Both sides appealed.  The Appeals Court found that the economic loss doctrine did not preclude damages to the exterior masonry work and reversed the trial court’s decision rejecting recovery for those damages.  The Supreme Judicial Court subsequently granted the parties’ request for further appellate review.

In its decision, the SJC noted that condominium ownership is a “hybrid” form of real estate interest, entitling the owner to an interest in both the individual unit as well as the common areas.  The Court further noted that unit owners cede control of the common areas to third-party condominium associations, which are the only parties with standing to bring claims relating to those areas.  The problem, as identified by the Court, is where, as here, the party exclusively responsible for bringing suit on the unit owners’ behalf (i.e., the Trustees) lacks privity of contract with the party responsible for the damage (i.e., the builder).

In affirming the Appeals Court’s decision, the SJC relied somewhat on equitable principles:  “[T]he [economic loss doctrine] does not require a court to leave a wronged claimant with no remedy … the fundamental purpose of the rule is to confine the indeterminacy of damages, not to nullify a right and remedy for a demonstrated wrong and its harm.”  The Court noted that the “rule is intended to preclude recovery for intangible and unknown damages for lost contract or economic opportunity.”  Here, in contrast, the Trustees sought finite and foreseeable damages. 

To further support its decision, the SJC noted that:  i) an eleven-day trial established Ayer’s fault; (ii) harm was sustained to the common areas; and (iii) the Trust proved the precise amount of its damages.  There was no allegation of consequential and/or speculative damages, but rather, a “reliably proven amount needed to repair or replace the negligently constructed window frames, masonry and roof.  Thus, the purposes of the economic loss rule [had] little applicability in these circumstances.”         

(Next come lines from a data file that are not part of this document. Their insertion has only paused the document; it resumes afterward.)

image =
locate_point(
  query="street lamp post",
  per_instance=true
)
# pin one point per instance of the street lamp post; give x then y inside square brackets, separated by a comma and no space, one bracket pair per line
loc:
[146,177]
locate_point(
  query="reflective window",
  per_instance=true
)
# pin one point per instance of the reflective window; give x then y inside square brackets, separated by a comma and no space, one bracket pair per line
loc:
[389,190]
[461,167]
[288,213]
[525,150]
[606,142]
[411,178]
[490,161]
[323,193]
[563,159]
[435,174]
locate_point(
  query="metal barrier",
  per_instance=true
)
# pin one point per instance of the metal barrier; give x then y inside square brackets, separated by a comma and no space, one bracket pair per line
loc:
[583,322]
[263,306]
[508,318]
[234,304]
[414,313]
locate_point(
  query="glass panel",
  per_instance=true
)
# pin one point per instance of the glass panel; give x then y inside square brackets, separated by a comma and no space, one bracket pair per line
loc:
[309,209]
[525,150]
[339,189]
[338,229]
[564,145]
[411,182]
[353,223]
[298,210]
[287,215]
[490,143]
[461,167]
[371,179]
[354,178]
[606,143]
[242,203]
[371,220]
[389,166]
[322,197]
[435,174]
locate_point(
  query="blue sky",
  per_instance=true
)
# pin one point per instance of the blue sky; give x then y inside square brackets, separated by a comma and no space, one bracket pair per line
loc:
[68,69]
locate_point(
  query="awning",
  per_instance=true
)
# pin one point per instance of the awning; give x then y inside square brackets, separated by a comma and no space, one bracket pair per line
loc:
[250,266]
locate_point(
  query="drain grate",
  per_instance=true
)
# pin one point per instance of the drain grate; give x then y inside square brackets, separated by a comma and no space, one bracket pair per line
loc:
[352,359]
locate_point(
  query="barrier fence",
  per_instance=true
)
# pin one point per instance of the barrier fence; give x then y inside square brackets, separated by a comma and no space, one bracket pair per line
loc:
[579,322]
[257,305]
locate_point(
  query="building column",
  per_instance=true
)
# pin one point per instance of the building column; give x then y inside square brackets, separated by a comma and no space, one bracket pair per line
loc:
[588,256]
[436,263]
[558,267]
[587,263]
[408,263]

The Wyman case was decided on somewhat unique circumstances because the plaintiff Trustees did not have a direct relationship with the defendant developer/builder.  Nevertheless, its holding serves as a cautionary tale.  At its essence, the Wyman decision rests on equity.  The Court ostensibly ignored the bright line standards of the economic loss doctrine.  It was of no consequence that the Trust could not prove specific damage to individual condominium units (at least concerning the masonry work).  Rather, the case turned on the lack of a remedy for damages which were straightforwardly ascertainable.  It will be interesting to see if other jurisdictions adopt (or extend) this logic.  A “complete bar” to recovery under one damages theory may not be so complete after all, especially where no alternative recovery is available.